The thesis presents various perspectives on physical and biological computation. Our fundamental object of study in both these contexts is the notion of switching/erasing a bit. In a physical context, a bit is represented by a particle in a double well, whose dynamics is governed by the Langevin equation. We define the notions of reliability and erasing time-scales in addition to the work required to erase a bit for a given family of control protocols. We call bits “optimal” if they meet the required reliability and erasing time requirements with minimal work cost.
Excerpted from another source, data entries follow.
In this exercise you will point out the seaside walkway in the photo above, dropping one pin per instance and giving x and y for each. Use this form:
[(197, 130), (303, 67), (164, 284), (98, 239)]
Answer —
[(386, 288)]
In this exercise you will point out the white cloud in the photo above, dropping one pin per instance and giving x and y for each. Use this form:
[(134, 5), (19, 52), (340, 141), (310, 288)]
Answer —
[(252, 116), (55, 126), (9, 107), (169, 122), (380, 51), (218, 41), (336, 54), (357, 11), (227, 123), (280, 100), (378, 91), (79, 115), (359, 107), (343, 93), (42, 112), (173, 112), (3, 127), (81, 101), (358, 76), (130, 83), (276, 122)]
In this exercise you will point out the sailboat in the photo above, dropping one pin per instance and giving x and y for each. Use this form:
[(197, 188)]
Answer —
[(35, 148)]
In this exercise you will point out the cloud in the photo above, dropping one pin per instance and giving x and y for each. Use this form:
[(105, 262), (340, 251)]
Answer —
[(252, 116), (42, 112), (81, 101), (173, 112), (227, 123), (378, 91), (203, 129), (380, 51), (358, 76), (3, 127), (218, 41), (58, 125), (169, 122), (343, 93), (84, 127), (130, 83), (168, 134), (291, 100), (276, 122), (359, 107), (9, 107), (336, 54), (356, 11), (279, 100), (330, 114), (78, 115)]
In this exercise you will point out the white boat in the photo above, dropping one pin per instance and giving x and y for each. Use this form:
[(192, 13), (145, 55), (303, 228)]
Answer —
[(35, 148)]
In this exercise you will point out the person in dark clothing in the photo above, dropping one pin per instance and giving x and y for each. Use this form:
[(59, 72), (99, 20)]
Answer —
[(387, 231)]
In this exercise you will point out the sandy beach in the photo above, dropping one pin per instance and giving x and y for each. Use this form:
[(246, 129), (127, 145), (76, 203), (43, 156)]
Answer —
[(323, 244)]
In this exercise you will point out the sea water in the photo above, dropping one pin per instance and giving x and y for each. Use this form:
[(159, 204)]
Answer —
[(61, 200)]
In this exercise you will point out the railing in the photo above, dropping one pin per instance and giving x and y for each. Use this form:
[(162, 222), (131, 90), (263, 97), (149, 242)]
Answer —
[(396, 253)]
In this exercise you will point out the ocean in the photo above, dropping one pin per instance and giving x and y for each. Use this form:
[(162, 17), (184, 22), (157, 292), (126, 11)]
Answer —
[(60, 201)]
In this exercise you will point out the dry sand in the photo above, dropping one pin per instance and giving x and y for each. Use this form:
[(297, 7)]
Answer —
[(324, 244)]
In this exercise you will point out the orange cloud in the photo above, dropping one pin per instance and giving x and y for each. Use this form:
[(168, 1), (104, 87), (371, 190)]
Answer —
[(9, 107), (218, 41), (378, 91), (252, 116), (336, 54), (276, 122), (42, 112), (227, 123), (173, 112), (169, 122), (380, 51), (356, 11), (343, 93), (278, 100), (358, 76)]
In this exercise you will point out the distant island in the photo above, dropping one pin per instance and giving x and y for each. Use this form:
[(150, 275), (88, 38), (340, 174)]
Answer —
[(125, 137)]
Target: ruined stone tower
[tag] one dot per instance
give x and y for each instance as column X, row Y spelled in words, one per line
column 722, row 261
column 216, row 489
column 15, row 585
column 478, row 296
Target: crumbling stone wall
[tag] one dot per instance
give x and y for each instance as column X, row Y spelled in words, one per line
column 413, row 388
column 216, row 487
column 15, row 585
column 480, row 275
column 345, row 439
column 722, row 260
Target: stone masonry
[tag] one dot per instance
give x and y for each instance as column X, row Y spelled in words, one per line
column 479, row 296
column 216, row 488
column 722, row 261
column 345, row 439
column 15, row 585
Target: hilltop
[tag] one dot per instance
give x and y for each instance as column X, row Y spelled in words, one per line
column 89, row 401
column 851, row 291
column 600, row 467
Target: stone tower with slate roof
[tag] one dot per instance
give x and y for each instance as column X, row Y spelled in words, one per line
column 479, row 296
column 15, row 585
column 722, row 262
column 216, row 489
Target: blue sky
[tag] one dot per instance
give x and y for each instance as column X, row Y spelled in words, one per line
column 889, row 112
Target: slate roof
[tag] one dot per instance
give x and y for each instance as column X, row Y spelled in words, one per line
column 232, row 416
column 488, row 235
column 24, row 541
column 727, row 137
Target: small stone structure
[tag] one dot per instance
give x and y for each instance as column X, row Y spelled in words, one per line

We find that optimal bits always saturate the erasing time requirement, but may not saturate the reliability time requirement. This allows us to eliminate several regions of parameter space as sub-optimal. In a biological context, our bits are represented by substrates that are acted upon by catalytic enzymes. We define retroactivity as the back-signal propagated by the downstream system when connected to the upstream system. We analyse certain upstream systems that can help mitigate retroactivity. However, these systems require a substantial pool of resources and are therefore not optimal. As a consequence, we turn our attention to insulating networks called push-pull motifs. We find that high rates of energy consumption are not essential to alleviate retroactivity in push-pull motifs; all we need is to couple weakly to the upstream system. However, this approach is not resilient to cross-talk caused by leak reactions in the circuit. Next, we consider a single enzyme-substrate reaction and analyse its mechanism. Our system has two intermediate states (enzyme-substrate complexes). Our main question is “How should we choose binding energies of the intermediates to minimize sequestra- tion of substrates (retroactivity), whilst maintaining a minimum flux at steady-state?”. Choosing very low binding energies increases retroactivity since the system spends a considerable proportion of time in the intermediate states. Choosing binding energies that are very high reduces retroactivity, but hinders the progress of the reaction. As a result, we find that the the optimal binding energies are both moderate, and indeed tuned with each other. In particular, their difference is related to the free energy difference between the products and reactants.